Deutschland bremst EU-Methanregeln: Klimaschutz vs. Energiesicherheit
Francesco HeinrichDeutschland bremst EU-Methanregeln: Klimaschutz vs. Energiesicherheit
Deutschland hat sich einer Gruppe von EU-Regierungen angeschlossen, die sich gegen die geplanten Methan-Emissionsvorschriften der Union für importiertes Öl und Gas stellen. Dieser Schritt erhöht den Druck auf eine Verordnung, die Methanlecks in globalen Lieferketten reduzieren soll. Methan ist nach Kohlendioxid der zweitgrößte Verursacher der globalen Erwärmung und aufgrund seines raschen Einflusses auf den Temperaturanstieg ein zentrales Thema der Klimapolitik.

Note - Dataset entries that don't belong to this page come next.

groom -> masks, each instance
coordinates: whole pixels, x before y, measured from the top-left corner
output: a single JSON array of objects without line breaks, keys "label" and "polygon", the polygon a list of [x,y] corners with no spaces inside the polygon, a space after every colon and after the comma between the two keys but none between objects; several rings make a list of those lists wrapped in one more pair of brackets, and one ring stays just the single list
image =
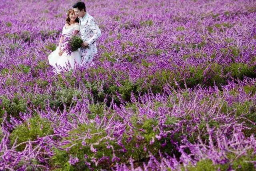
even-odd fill
[{"label": "groom", "polygon": [[[96,40],[101,36],[101,32],[94,18],[89,15],[85,9],[85,4],[78,2],[73,6],[76,14],[79,18],[81,38],[83,41],[80,54],[82,59],[81,65],[90,63],[97,52]],[[93,62],[92,62],[93,64]]]}]

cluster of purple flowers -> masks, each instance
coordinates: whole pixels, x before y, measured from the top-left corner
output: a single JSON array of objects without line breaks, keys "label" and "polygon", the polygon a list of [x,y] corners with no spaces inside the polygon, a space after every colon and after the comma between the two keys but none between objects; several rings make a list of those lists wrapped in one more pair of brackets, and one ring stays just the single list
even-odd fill
[{"label": "cluster of purple flowers", "polygon": [[255,169],[255,2],[89,1],[95,65],[56,75],[73,2],[0,5],[0,170]]}]

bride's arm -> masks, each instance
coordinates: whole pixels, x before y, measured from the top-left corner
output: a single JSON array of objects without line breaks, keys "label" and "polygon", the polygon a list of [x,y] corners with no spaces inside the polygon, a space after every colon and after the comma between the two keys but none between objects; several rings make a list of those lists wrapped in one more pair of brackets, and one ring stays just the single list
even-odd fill
[{"label": "bride's arm", "polygon": [[62,42],[64,39],[64,37],[62,36],[60,39],[60,42],[59,43],[59,55],[61,56],[62,54],[62,52],[61,50],[61,46],[62,44]]}]

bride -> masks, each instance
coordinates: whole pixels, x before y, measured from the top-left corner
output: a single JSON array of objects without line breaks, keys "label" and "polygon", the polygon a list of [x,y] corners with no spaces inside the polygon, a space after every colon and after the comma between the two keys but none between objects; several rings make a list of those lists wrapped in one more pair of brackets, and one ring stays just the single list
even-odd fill
[{"label": "bride", "polygon": [[68,54],[66,52],[63,51],[64,48],[63,43],[65,42],[66,37],[70,37],[73,35],[77,34],[79,32],[78,18],[76,15],[73,8],[70,8],[67,13],[66,24],[62,28],[62,36],[59,46],[48,56],[49,64],[53,66],[58,72],[59,72],[62,68],[67,68],[69,70],[72,68],[74,68],[75,66],[80,64],[82,58],[79,50],[72,52],[70,55]]}]

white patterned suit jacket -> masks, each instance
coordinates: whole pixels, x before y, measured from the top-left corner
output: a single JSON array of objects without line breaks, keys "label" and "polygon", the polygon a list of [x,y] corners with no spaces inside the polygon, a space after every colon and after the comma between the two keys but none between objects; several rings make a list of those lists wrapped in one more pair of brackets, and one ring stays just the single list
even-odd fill
[{"label": "white patterned suit jacket", "polygon": [[79,18],[81,38],[89,44],[86,48],[80,48],[81,56],[94,55],[97,52],[96,40],[101,36],[101,31],[94,18],[88,13],[83,18]]}]

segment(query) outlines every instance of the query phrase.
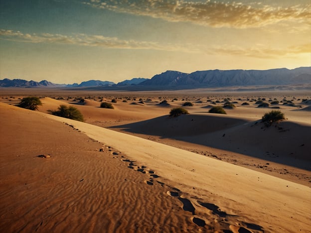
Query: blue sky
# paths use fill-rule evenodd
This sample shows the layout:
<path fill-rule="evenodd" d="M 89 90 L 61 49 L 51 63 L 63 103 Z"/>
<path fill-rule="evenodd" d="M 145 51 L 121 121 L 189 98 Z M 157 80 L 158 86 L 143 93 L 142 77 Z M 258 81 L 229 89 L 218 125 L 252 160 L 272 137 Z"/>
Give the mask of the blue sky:
<path fill-rule="evenodd" d="M 0 79 L 311 65 L 309 0 L 0 0 Z"/>

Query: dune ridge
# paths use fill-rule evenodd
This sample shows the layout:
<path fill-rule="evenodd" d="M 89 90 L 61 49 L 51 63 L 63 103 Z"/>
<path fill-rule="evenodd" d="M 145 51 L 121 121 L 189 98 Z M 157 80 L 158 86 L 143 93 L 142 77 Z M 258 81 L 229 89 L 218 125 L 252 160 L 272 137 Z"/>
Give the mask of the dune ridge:
<path fill-rule="evenodd" d="M 48 117 L 55 118 L 53 116 Z M 254 209 L 257 210 L 256 217 L 262 221 L 262 225 L 266 225 L 267 229 L 269 224 L 265 221 L 268 219 L 270 221 L 276 216 L 278 219 L 275 219 L 276 223 L 282 216 L 287 223 L 293 223 L 295 221 L 301 222 L 302 219 L 306 218 L 305 224 L 301 222 L 301 224 L 309 224 L 310 219 L 307 216 L 310 216 L 309 207 L 311 204 L 309 187 L 134 136 L 120 134 L 83 122 L 67 119 L 64 121 L 74 124 L 92 138 L 105 141 L 121 151 L 126 151 L 127 156 L 155 169 L 165 179 L 176 182 L 175 187 L 179 189 L 183 188 L 184 192 L 195 195 L 198 194 L 193 190 L 212 193 L 221 200 L 223 206 L 228 208 L 238 205 L 241 207 L 239 211 L 244 210 L 244 215 L 253 219 L 255 218 L 251 213 Z M 233 186 L 229 177 L 234 177 Z M 256 187 L 254 187 L 254 182 L 256 182 Z M 251 203 L 244 203 L 245 200 L 250 201 L 250 199 L 252 200 Z M 264 200 L 265 205 L 263 204 Z M 269 213 L 266 211 L 267 203 L 271 209 Z M 278 209 L 280 205 L 284 205 L 282 211 Z M 305 213 L 306 215 L 299 216 L 297 211 Z M 242 213 L 240 214 L 243 215 Z M 296 217 L 290 217 L 291 215 Z M 281 226 L 279 227 L 282 228 Z M 290 230 L 289 227 L 287 230 Z"/>
<path fill-rule="evenodd" d="M 206 104 L 197 101 L 194 107 L 187 107 L 189 115 L 168 119 L 163 116 L 167 108 L 156 105 L 159 101 L 154 98 L 141 105 L 131 105 L 137 102 L 134 99 L 128 103 L 118 101 L 114 110 L 99 108 L 100 103 L 95 100 L 87 100 L 85 105 L 74 105 L 70 100 L 41 100 L 41 113 L 0 103 L 1 148 L 5 148 L 0 154 L 4 168 L 0 186 L 5 190 L 0 194 L 5 204 L 0 206 L 4 220 L 1 229 L 9 226 L 12 230 L 25 232 L 310 231 L 310 185 L 215 159 L 214 155 L 218 154 L 214 153 L 220 149 L 204 145 L 206 141 L 212 146 L 219 143 L 220 148 L 228 150 L 223 150 L 226 157 L 234 158 L 243 152 L 237 150 L 237 145 L 251 152 L 258 147 L 256 141 L 250 143 L 250 132 L 256 137 L 259 134 L 258 139 L 267 135 L 278 137 L 280 133 L 290 137 L 297 134 L 297 130 L 302 135 L 292 142 L 296 145 L 308 135 L 310 127 L 307 115 L 299 110 L 284 109 L 290 119 L 281 122 L 283 126 L 279 125 L 285 128 L 280 132 L 284 129 L 261 128 L 254 113 L 260 116 L 267 110 L 253 106 L 216 116 L 206 115 L 208 109 L 201 108 Z M 180 101 L 170 102 L 171 107 L 181 104 Z M 86 123 L 46 114 L 60 104 L 76 107 Z M 246 114 L 241 117 L 244 110 Z M 211 126 L 207 125 L 211 122 Z M 96 125 L 117 131 L 130 129 L 131 133 L 150 139 Z M 122 128 L 125 125 L 127 127 Z M 179 128 L 182 125 L 183 134 Z M 191 131 L 193 126 L 195 130 Z M 304 127 L 307 134 L 301 131 Z M 241 133 L 247 143 L 239 140 Z M 171 140 L 177 146 L 152 141 L 153 134 L 158 135 L 161 142 Z M 34 139 L 39 142 L 34 144 Z M 275 143 L 285 142 L 287 146 L 291 142 L 284 138 L 278 140 Z M 268 146 L 273 145 L 273 141 L 269 143 Z M 303 144 L 297 149 L 301 150 L 294 152 L 308 161 L 308 156 L 303 156 L 306 154 L 301 152 L 308 151 L 309 145 L 308 141 Z M 195 152 L 176 148 L 188 146 L 195 148 L 191 149 Z M 204 146 L 208 154 L 198 154 L 198 150 Z M 263 150 L 261 153 L 266 149 L 259 148 Z M 274 155 L 272 152 L 269 150 L 265 155 Z M 267 169 L 273 167 L 267 166 Z M 54 186 L 55 191 L 51 191 Z"/>

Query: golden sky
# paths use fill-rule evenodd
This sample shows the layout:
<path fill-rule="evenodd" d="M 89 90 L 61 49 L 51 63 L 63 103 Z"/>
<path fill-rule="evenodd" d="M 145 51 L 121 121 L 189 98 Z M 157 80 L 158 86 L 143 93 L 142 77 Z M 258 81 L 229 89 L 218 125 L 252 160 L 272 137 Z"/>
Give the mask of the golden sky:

Die Europäische Kommission versucht, ihre Klimaposition zu wahren und gleichzeitig Bedenken bei der Umsetzung zu berücksichtigen. Sie hat vorgeschlagen, auf Strafen für Unternehmen zu verzichten, die gegen die Regeln verstoßen. Doch die Verordnung stößt auf starken Widerstand bei nicht-europäischen Energielieferanten – die USA warnten gar, sie könnte die Gaslieferungen nach Europa gefährden.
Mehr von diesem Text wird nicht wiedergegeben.